An O(N) quasi-Ewald splitting method for nanoconfined electrostatics

TL;DR

This paper introduces an efficient O(N) quasi-Ewald splitting method tailored for simulating electrostatics in nanoconfined quasi-2D systems, combining advanced numerical techniques for improved accuracy and computational speed.

Contribution

A novel quasi-Ewald splitting strategy that integrates multiple numerical methods to achieve linear complexity in simulating nanoconfined electrostatics.

Findings

Achieves O(N) computational complexity.

Validates accuracy and efficiency through prototype system simulations.
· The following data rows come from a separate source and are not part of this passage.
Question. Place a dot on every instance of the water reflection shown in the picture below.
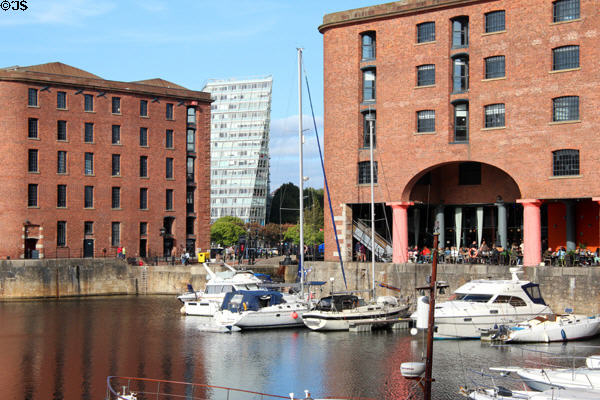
(65, 350)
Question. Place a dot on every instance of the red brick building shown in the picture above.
(485, 122)
(91, 164)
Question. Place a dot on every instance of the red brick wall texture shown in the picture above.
(42, 220)
(518, 156)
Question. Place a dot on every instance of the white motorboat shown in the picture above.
(550, 394)
(554, 328)
(205, 303)
(257, 309)
(338, 311)
(547, 378)
(482, 304)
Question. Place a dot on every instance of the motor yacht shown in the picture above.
(481, 304)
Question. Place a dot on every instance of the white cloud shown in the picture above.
(58, 12)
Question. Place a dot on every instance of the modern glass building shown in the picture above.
(240, 119)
Highlights phenomena like dielectric boundary effects and anisotropic diffusion.

Abstract

Simulating the dynamics of charged particles in quasi-two-dimensional (quasi-2D) nanoconfined systems presents a significant computational challenge due to the long-range nature of electrostatic interactions and the geometric anisotropy. To address this, we introduce a novel quasi-Ewald splitting strategy tailored for particle-based simulations in such geometry. Our splitting strategy seamlessly integrates a collection of advanced numerical techniques, including optimal quadrature rules [L. N. Trefethen, SIAM Rev. 64(1)(2022), pp.132-150], fast pairwise kernel summation methods [S. Jiang and L. Greengard, Commun. Comput. Phys. 31(1)(2022), pp.1-26], and the random batch method with importance sampling in k-space [S. Jin, L. Li, Z. Xu et al., SIAM J. Sci. Comput. 43(4)(2021), pp.B937-B960]. The resulting algorithm achieves an O(N) overall computational complexity, where N denotes the total number of confined particles. Simulations of several prototype systems validate the accuracy and efficiency of our method. Furthermore, we present numerical observations specifically related to nanoconfined charged many-body systems, highlighting phenomena such as dielectric boundary effects, anisotropic diffusion, and the structure of the electrical double layer (EDL) under conditions of charge asymmetry.